Sahabat Abu Ayyub radhiyallahu ‘anhu berkata: “Pada masa Rasulullah shallallahu ‘alaihi wasallam dulu, seseorang berqurban dengan seekor kambing atas namanya dan atas nama keluarganya sekaligus. Lalu merekapun ikut makan (dari qurban masing-masing), dan memberikan (sebagiannya) kepada yang lain.” (HR. At-Tirmidzi dan Ibnu Majah).
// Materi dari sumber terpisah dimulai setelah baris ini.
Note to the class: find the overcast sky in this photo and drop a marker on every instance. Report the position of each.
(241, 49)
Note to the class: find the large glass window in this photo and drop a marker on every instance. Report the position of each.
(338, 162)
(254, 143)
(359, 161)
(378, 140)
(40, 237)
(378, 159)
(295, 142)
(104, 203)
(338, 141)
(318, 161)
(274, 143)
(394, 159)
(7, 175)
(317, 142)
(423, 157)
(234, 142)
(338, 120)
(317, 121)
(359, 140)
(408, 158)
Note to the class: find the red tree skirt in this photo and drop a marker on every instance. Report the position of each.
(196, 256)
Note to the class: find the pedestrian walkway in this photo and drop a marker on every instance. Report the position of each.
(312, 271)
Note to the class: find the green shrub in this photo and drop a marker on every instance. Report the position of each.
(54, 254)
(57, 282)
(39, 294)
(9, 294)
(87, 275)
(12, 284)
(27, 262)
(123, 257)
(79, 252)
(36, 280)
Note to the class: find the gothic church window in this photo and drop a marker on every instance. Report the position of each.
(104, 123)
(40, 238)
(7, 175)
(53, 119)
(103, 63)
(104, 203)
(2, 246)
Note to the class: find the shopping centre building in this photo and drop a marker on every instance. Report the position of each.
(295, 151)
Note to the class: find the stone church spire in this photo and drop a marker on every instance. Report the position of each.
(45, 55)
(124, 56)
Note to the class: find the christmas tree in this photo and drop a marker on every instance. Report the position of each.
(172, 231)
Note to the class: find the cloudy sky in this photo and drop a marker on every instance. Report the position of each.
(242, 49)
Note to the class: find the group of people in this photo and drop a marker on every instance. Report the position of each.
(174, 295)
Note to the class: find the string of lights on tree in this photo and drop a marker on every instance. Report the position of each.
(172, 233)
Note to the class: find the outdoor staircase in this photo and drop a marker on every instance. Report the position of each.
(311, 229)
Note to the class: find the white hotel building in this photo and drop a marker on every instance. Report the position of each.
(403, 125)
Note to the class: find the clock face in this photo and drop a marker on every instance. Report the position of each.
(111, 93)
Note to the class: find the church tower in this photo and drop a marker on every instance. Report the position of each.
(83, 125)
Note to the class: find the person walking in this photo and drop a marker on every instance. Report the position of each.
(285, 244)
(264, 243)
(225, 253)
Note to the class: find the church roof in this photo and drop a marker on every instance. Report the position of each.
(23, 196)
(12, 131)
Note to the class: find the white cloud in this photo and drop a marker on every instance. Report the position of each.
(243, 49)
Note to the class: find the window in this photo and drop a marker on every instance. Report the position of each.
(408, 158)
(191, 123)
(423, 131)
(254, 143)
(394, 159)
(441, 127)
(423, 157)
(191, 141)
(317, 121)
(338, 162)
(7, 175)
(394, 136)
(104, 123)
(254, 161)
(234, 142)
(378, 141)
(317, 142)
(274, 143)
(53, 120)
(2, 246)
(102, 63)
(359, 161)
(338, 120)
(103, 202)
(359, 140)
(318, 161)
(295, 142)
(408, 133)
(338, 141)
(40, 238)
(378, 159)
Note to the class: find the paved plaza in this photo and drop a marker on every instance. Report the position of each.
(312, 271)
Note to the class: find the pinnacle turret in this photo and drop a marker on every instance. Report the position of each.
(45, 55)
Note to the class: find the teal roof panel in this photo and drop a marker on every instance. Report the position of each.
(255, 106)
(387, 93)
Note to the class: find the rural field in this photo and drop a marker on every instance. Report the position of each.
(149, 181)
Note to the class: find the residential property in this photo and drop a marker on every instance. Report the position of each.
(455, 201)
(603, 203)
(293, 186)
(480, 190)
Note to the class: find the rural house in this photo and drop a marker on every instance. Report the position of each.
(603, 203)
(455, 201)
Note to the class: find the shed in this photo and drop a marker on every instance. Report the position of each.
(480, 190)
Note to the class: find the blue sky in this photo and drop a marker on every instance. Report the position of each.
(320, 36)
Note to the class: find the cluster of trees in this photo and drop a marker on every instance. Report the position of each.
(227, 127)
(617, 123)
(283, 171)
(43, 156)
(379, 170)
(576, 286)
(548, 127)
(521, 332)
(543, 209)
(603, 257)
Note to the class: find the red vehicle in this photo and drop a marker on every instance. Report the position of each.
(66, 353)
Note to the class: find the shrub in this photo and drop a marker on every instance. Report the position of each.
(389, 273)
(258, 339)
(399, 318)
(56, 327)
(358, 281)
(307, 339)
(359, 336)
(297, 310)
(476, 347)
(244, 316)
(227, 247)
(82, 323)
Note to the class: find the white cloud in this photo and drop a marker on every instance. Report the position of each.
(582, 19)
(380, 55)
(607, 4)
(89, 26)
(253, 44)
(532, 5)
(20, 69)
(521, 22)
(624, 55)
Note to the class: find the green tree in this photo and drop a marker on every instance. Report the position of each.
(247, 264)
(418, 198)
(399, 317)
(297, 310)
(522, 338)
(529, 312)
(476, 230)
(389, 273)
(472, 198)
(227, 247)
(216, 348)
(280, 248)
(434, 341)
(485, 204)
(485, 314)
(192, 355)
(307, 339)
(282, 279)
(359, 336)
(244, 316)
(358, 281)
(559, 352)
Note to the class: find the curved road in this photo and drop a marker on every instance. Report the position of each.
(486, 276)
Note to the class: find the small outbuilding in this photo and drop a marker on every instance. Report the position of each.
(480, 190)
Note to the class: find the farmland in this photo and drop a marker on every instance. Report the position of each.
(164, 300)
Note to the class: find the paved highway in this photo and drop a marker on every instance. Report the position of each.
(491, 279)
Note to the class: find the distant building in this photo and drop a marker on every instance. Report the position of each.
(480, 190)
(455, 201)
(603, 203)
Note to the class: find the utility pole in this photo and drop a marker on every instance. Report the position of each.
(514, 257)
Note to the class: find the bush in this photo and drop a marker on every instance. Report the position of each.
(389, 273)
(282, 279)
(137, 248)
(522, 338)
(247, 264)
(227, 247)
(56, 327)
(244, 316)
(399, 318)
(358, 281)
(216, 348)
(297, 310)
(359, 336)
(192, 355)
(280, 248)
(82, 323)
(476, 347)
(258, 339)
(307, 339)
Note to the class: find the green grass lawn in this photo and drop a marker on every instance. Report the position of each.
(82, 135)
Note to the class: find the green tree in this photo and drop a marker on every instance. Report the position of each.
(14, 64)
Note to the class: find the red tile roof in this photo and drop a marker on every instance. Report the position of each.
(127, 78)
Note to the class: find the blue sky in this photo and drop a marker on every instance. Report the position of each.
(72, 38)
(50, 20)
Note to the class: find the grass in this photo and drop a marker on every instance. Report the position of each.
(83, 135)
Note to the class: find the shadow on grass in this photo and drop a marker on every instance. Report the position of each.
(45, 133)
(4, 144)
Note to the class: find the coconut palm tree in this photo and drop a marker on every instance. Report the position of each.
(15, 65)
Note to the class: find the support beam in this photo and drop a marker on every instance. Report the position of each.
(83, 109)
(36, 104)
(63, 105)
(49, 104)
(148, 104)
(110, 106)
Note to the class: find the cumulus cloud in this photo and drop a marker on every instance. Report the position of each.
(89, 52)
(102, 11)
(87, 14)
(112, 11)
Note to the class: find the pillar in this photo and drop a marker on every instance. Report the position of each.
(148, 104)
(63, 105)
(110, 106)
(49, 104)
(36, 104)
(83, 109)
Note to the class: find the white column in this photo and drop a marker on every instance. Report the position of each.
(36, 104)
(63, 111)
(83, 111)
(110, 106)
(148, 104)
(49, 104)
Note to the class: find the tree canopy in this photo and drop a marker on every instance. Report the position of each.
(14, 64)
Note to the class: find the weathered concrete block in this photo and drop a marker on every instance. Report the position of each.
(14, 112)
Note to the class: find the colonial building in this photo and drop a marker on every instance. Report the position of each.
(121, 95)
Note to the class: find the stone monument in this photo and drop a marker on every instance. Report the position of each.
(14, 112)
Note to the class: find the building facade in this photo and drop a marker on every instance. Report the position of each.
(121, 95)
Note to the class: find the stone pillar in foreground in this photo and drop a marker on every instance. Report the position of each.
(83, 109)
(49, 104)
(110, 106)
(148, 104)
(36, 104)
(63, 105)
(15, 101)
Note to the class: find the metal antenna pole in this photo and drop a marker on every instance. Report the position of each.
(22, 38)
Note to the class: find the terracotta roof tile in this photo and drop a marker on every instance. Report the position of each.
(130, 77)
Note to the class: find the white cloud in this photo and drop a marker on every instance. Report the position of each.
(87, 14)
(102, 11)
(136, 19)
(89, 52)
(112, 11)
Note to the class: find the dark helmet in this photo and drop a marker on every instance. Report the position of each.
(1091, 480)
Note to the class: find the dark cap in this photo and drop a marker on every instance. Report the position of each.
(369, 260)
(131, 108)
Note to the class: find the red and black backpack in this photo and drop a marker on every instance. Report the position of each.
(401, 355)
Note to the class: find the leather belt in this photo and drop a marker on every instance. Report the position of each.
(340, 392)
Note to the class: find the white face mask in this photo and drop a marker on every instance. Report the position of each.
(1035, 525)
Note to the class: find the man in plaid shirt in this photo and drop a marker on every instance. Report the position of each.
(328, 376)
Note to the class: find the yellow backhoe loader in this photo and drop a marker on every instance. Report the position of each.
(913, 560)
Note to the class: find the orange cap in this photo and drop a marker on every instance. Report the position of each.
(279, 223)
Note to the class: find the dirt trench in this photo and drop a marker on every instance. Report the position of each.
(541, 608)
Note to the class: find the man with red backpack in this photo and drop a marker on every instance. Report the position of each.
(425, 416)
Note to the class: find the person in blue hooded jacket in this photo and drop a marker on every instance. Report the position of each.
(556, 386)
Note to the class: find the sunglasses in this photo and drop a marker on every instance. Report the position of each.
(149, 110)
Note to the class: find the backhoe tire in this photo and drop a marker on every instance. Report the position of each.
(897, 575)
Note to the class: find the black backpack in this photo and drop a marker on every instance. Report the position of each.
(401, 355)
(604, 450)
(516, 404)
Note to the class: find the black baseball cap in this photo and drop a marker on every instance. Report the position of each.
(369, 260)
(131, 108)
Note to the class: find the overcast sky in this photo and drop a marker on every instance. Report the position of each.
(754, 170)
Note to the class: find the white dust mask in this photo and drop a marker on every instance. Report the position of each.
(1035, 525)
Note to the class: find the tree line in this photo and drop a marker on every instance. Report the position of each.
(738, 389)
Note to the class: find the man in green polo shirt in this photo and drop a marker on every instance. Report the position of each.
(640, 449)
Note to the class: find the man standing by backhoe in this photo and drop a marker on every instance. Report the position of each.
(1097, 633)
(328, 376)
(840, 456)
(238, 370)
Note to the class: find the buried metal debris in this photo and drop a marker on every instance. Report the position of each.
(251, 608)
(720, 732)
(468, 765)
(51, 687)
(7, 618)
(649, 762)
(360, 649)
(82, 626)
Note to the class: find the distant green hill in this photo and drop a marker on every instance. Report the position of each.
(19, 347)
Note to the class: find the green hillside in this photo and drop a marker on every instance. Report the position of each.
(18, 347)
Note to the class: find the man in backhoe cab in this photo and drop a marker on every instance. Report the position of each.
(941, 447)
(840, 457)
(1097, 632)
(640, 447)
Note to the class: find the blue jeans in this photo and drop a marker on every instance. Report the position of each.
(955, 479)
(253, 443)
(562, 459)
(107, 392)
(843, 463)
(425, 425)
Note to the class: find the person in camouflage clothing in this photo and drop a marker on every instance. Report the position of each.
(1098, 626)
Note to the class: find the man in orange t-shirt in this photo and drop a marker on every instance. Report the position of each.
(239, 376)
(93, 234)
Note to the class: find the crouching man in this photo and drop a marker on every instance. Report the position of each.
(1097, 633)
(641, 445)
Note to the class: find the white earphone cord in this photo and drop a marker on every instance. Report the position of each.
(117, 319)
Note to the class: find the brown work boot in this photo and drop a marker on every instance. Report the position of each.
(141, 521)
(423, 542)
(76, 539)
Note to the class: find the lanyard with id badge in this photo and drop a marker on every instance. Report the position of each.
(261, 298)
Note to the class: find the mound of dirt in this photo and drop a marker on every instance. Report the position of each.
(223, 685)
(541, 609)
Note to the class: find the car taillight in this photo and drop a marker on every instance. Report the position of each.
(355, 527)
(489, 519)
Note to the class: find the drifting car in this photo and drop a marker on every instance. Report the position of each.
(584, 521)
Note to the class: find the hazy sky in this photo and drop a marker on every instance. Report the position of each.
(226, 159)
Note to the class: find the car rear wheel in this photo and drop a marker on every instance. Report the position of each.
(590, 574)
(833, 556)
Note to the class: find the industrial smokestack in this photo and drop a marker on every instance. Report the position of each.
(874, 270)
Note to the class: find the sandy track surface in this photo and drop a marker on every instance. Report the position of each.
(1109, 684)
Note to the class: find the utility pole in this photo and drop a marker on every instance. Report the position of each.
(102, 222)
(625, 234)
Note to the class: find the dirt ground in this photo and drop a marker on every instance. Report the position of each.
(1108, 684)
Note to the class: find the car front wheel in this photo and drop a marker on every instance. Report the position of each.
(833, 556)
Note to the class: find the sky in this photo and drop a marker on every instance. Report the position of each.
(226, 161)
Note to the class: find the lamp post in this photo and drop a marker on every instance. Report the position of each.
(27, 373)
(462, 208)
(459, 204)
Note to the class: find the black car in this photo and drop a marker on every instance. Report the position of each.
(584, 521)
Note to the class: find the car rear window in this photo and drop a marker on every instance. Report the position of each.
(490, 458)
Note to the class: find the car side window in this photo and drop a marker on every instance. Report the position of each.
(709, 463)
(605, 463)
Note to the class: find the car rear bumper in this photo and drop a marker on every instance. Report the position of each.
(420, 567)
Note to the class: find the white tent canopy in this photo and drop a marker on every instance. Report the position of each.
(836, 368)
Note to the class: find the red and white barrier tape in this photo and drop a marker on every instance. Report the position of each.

Sementara itu sahabat Jabir radhiyallahu ‘anhu bercerita: Di Hudaibiyah dulu, kami menyembelih bersama Nabi shallallahu ‘alaihi wasallam, seekor unta untuk tujuh orang, dan seekor sapi juga untuk tujuh orang. Dalam lafadz yang lain (dikatakan): Rasulullah shallallahu ‘alaihi wasallam memerintahkan agar kami berpatungan dalam menyembelih unta dan sapi, dimana tujuh orang menyembelih seekor dari masing-masing hewan ternak tersebut. Dan dalam redaksi hadits yang lainnya lagi (dituturkan): Maka seekor sapipun disembelih atas nama tujuh orang, dimana kami berpatungan di dalamnya. (HR. Muslim).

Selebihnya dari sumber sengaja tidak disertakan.